Kafka is a highly scalable messaging platform that provides a method for distributing information through a series of messages organised by a specified topic. With Tungsten Replicator the incoming stream of data from the upstream replicator is converted, on a row by row basis, into a JSON document that contains the row information. A new message is created for each row, even from multiple-row transactions.
The deployment of Tungsten Replicator to Kafka service is slightly different. There are two parts to the process:
Service Alpha on the Extractor, extracts the information from the MySQL binary log into THL.
Service Alpha on the Applier, reads the information from the remote replicator as THL, and applies that to Kafka.
With the Kafka applier, information is extracted from the source database using the row-format, column names and primary keys are identified, and translated to a JSON format, and then embedded into a larger Kafka message. The topic used is either composed from the schema name or can be configured to use an explicit topic type, and the generated information included in the Kafka message can include the source schema, table, and commit time information.
The transfer operates as follows:
Data is extracted from MySQL using the standard extractor, reading the row change data from the binlog.
The Section 11.4.5, “ColumnName Filter” filter is used to extract column name information from the database. This enables the row-change information to be tagged with the corresponding column information. The data changes, and corresponding row names, are stored in the THL.
The Section 11.4.32, “PrimaryKey Filter” filter is used to add primary key information to row-based replication data.

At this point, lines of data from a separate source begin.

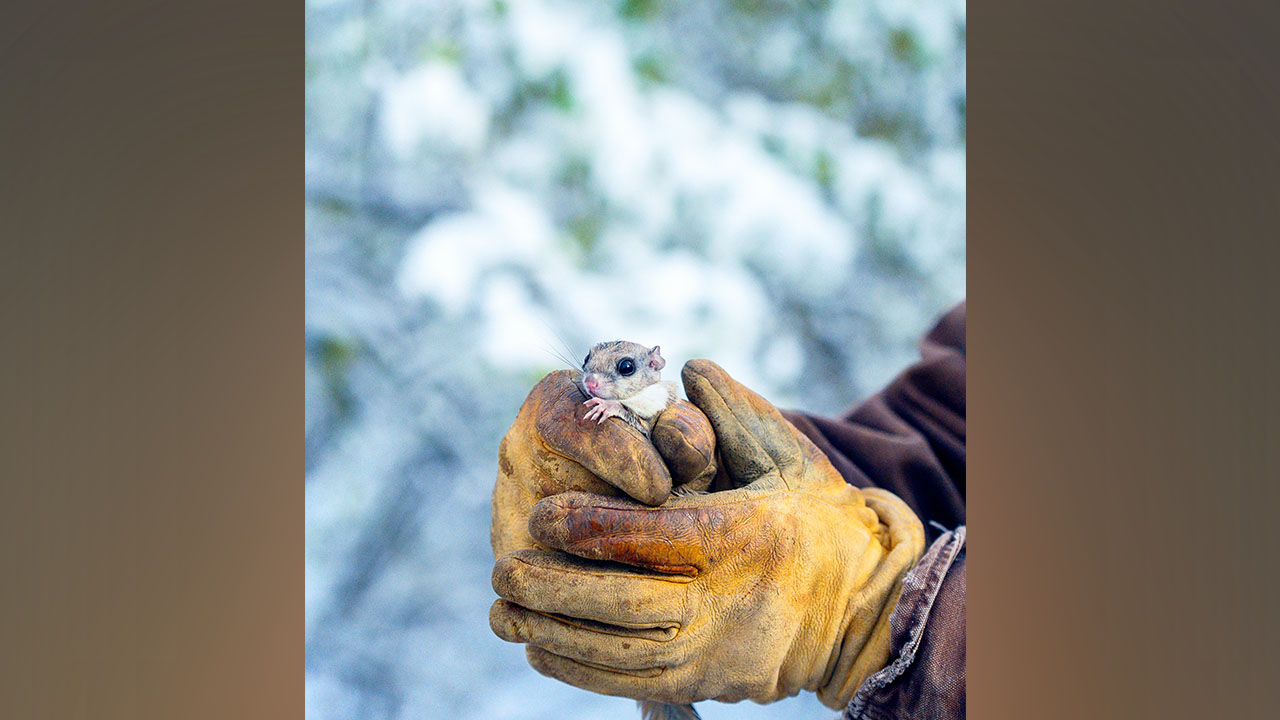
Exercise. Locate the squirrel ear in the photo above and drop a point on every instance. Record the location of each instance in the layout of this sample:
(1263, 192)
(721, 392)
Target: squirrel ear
(656, 360)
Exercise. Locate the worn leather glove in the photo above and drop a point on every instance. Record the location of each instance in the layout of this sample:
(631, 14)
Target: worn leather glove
(781, 584)
(552, 449)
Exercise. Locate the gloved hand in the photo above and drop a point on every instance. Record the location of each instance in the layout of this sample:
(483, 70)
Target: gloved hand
(551, 449)
(785, 583)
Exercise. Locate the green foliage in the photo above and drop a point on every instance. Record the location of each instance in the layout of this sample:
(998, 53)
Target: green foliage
(906, 48)
(554, 89)
(336, 358)
(639, 9)
(652, 69)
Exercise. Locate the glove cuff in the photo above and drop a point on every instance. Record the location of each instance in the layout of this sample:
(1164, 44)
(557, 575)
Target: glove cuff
(864, 645)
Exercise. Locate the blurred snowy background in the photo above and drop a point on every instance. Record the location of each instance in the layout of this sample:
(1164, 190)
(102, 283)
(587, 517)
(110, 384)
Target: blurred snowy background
(776, 185)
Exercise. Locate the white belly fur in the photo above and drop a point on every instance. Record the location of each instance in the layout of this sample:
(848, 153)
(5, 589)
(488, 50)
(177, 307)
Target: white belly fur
(652, 400)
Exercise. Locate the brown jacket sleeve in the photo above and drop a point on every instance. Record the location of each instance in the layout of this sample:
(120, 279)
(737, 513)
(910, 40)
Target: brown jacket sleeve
(910, 440)
(910, 437)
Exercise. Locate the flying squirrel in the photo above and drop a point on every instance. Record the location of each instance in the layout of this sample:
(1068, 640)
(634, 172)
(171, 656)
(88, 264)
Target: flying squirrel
(624, 379)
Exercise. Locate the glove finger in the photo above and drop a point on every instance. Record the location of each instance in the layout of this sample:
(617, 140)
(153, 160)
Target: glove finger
(574, 641)
(755, 441)
(622, 683)
(684, 537)
(613, 451)
(686, 441)
(552, 582)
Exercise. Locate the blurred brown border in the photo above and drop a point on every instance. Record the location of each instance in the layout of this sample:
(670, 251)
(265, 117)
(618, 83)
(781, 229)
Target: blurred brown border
(152, 434)
(1123, 254)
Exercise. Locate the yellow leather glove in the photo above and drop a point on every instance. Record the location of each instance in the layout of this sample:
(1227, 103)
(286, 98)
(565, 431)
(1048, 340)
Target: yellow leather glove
(785, 583)
(552, 449)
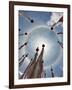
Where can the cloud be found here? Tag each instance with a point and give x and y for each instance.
(54, 18)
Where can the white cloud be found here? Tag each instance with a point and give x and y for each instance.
(54, 18)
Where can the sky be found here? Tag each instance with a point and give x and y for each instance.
(39, 32)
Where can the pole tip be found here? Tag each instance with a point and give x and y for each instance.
(37, 49)
(43, 45)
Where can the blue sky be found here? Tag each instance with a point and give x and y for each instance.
(53, 57)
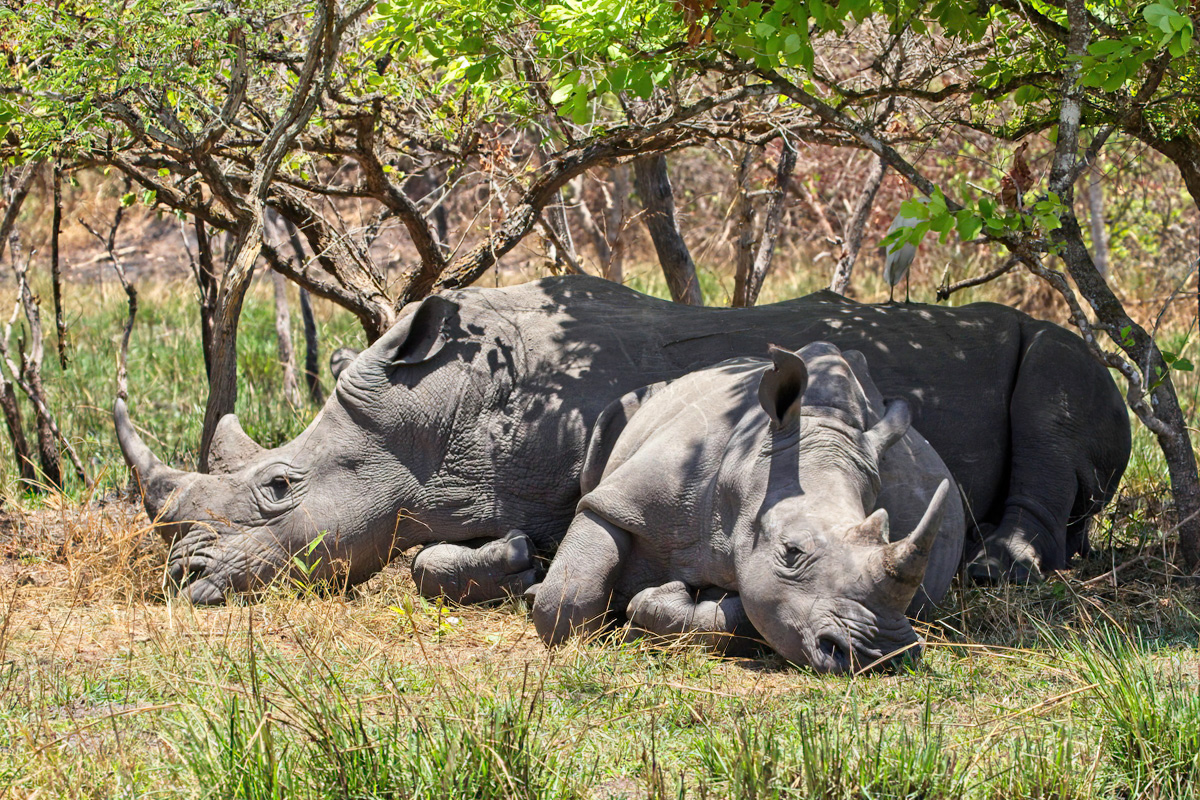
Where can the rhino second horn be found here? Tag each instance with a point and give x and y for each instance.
(159, 481)
(232, 447)
(906, 559)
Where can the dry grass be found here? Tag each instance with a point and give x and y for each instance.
(109, 689)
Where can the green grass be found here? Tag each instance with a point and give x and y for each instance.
(166, 372)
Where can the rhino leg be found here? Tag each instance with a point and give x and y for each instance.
(714, 619)
(477, 571)
(575, 595)
(1071, 441)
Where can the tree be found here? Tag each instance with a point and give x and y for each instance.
(1007, 67)
(305, 115)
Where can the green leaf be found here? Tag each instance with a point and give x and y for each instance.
(969, 224)
(1105, 47)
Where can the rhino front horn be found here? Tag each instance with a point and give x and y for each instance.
(232, 447)
(159, 481)
(906, 559)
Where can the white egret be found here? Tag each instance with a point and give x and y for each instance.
(898, 257)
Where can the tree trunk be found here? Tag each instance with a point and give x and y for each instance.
(23, 457)
(283, 336)
(556, 218)
(658, 200)
(1164, 415)
(745, 239)
(311, 347)
(60, 325)
(311, 336)
(605, 235)
(1139, 346)
(853, 241)
(207, 286)
(231, 296)
(47, 445)
(1093, 194)
(771, 226)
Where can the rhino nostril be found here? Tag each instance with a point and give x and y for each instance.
(835, 653)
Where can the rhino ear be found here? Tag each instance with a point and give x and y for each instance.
(783, 386)
(420, 335)
(891, 428)
(232, 447)
(341, 359)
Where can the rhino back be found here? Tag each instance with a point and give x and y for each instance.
(573, 344)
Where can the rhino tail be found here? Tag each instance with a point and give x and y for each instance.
(607, 429)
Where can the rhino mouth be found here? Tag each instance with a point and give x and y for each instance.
(213, 563)
(837, 651)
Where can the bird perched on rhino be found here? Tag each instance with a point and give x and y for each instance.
(898, 256)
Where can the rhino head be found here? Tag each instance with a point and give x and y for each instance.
(819, 576)
(331, 505)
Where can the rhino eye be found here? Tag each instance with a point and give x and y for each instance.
(796, 548)
(277, 487)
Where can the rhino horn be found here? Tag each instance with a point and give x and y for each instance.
(159, 481)
(905, 560)
(232, 447)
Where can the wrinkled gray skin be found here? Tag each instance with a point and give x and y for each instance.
(745, 498)
(467, 423)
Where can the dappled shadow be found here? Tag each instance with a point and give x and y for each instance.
(582, 342)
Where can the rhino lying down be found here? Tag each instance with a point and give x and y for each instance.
(469, 419)
(756, 495)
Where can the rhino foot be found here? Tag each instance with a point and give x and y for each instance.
(1005, 560)
(477, 572)
(713, 619)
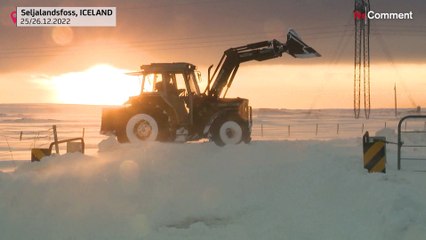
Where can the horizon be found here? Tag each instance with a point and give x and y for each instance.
(56, 65)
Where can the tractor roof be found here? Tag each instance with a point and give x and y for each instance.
(178, 67)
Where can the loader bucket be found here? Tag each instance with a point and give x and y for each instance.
(297, 48)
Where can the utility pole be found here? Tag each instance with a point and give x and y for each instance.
(362, 57)
(396, 100)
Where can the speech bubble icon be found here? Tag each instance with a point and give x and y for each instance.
(13, 16)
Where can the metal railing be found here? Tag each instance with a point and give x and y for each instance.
(401, 143)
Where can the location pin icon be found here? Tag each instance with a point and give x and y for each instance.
(13, 16)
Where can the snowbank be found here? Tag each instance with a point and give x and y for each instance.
(265, 190)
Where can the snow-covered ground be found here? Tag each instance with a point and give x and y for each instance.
(310, 187)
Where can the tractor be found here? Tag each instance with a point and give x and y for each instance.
(172, 108)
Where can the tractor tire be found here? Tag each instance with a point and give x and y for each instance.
(228, 131)
(142, 127)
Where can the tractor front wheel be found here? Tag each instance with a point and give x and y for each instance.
(142, 127)
(227, 131)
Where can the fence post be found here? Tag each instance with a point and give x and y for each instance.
(55, 138)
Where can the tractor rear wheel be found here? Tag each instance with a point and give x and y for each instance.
(228, 131)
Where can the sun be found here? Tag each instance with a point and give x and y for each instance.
(101, 84)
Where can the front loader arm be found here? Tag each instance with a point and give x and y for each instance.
(260, 51)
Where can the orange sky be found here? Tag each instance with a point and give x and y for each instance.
(51, 64)
(275, 86)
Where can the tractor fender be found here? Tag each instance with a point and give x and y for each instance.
(213, 118)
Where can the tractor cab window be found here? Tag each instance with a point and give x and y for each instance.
(192, 83)
(149, 82)
(180, 84)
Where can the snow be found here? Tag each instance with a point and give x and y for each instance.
(301, 178)
(302, 189)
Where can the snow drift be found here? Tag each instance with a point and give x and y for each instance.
(264, 190)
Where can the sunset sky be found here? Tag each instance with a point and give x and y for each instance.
(86, 64)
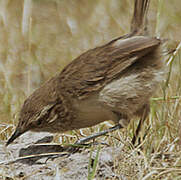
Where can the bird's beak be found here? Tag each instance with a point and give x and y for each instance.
(15, 135)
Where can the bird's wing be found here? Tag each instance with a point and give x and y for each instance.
(92, 70)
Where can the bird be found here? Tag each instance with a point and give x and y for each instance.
(114, 82)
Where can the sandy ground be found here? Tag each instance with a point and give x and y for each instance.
(71, 167)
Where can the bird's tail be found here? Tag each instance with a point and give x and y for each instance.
(139, 19)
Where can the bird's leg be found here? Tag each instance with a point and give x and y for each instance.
(145, 111)
(93, 136)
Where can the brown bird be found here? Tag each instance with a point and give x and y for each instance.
(111, 82)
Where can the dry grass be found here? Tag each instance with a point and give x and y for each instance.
(39, 37)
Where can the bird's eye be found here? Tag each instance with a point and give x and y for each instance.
(39, 121)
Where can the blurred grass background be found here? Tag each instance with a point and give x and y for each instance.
(40, 37)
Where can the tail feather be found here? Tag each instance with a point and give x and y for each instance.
(139, 19)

The THL information is then applied to Kafka using the Kafka applier.
There are some additional considerations when applying to Kafka that should be taken into account:
Because Kafka is a message queue and not a database, traditional transactional semantics are not supported. This means that although the data will be applied to Kafka as a message, there is no guarantee of transactional consistency. By default the applier will ensure that the message has been correctly received by the Kafka service, it is the responsibility of the Kafka environment and configuration to ensure delivery. The replicator.applier.dbms.zookeeperString can be used to ensure acknowledgements are received from the Kafka service.
One message is sent for each row of source information in each transaction. For example, if 20 rows have been inserted or updated in a single transaction, then 20 separate Kafka messages will be generated.
A separate message is broadcast for each operation, and includes the operation type. A single message will be broadcast for each row for each operation. So if 20 rows are delete, 20 messages are generated, each with the operation type.
If replication fails in the middle of a large transaction, and the
replicator goes OFFLINE
, when the
replicator goes online it may resend rows and messages.
The two replication services can operate on the same machine, (See Section 5.3, “Deploying Multiple Replicators on a Single Host”) or they can be installed on two different machines.